Macken in Essen: Eigenschaften unserer Eltern, die wir nie übernehmen wollten

Es geht früh ins Bett, alles auf dem Teller wird aufgegessen und solange wir die Füße unter dem Tisch unserer Eltern haben, müssen wir auch die schlechten Witze unseres Vaters ertragen. Unsere Eltern haben Eigenschaften, die wir bloß nicht übernehmen wollen. "So werde ich nie" - und plötzlich wird man älter und merkt: Mist, ich bin doch genau gleich. Woran das liegt, ob das überhaupt schlimm ist und was wir dagegen tun können.
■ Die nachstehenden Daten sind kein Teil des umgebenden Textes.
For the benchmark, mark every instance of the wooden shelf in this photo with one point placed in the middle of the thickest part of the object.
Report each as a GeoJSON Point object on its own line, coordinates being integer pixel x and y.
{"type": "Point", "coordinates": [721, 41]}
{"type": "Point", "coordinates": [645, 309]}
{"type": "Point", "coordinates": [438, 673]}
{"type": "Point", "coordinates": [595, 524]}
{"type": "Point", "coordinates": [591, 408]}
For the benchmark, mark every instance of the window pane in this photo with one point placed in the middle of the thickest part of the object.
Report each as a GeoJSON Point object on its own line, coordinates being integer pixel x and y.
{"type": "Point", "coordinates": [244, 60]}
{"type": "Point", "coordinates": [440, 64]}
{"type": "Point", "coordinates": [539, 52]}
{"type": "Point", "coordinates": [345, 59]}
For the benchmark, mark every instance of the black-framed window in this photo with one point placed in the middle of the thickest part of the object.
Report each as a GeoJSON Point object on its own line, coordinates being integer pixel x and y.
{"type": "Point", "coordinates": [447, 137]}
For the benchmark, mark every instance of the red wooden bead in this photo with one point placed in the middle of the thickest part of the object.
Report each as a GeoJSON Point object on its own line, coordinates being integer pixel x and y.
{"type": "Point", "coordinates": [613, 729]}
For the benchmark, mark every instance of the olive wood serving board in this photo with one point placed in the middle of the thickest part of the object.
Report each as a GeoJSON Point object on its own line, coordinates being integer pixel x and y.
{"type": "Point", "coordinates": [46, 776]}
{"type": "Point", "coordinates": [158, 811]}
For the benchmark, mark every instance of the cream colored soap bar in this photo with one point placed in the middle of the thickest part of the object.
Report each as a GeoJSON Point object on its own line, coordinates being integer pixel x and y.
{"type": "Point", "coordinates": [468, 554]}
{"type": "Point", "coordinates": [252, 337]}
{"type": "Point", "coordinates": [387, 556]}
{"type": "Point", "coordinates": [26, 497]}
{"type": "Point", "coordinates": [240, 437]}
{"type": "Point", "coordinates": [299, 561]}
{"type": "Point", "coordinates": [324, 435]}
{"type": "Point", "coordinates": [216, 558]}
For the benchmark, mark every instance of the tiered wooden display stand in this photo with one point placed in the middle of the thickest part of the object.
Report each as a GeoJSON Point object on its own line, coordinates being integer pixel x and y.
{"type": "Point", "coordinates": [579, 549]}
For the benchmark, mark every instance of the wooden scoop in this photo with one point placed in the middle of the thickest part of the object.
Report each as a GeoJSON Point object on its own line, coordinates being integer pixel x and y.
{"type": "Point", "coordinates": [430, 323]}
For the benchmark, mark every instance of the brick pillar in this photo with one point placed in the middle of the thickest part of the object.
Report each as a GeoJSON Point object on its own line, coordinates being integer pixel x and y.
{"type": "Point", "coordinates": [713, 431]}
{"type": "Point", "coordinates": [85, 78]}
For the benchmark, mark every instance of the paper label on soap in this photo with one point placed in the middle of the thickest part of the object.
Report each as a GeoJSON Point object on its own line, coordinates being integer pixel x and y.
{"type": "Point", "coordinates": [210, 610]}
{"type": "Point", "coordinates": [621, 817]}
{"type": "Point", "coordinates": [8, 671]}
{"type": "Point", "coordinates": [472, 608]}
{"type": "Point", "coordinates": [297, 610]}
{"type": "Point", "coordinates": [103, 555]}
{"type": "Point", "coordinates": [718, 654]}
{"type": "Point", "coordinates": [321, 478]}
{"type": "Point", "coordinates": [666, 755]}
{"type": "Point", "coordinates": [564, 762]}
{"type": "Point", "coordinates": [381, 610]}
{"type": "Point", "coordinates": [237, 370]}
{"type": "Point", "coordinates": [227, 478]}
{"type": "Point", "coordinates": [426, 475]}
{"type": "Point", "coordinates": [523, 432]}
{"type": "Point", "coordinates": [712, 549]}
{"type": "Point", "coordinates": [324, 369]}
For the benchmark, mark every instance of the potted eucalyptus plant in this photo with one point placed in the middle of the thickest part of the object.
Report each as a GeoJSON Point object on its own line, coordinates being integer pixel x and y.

Umfrage in Essen: Diese Eigenschaften habt Ihr übernommen

Das Phänomen, Eigenschaften der Eltern an einem Selbst zu entdecken, kennen auch viele hier bei uns in Essen. Besonders bewusst wird uns das wohl vor allem bei den Eigenschaften, die wir eigentlich nie übernehmen wollten. "Meistens sind es die Sprüche die man so kriegt. 'Solange deine Beine unter meinem Tisch sind, tust du was ich sagen'. Das hat man teilweise übernommen", sagt ein Essener bei einer Straßenumfrage zu unserer Radio Essen-Stadtreporterin. "Ich lege auch Wert darauf ein aufgeräumtes Zuhause zu haben. Zimmeraufräumen war früher nicht meine Lieblingsbeschäftigung, aber jetzt verlange ich das auch von meinen Kindern", sagt eine Essenerin. Aber wieso übernehmen wir die Eigenschaften, bei denen wir uns geschworen haben, es niemals zutun?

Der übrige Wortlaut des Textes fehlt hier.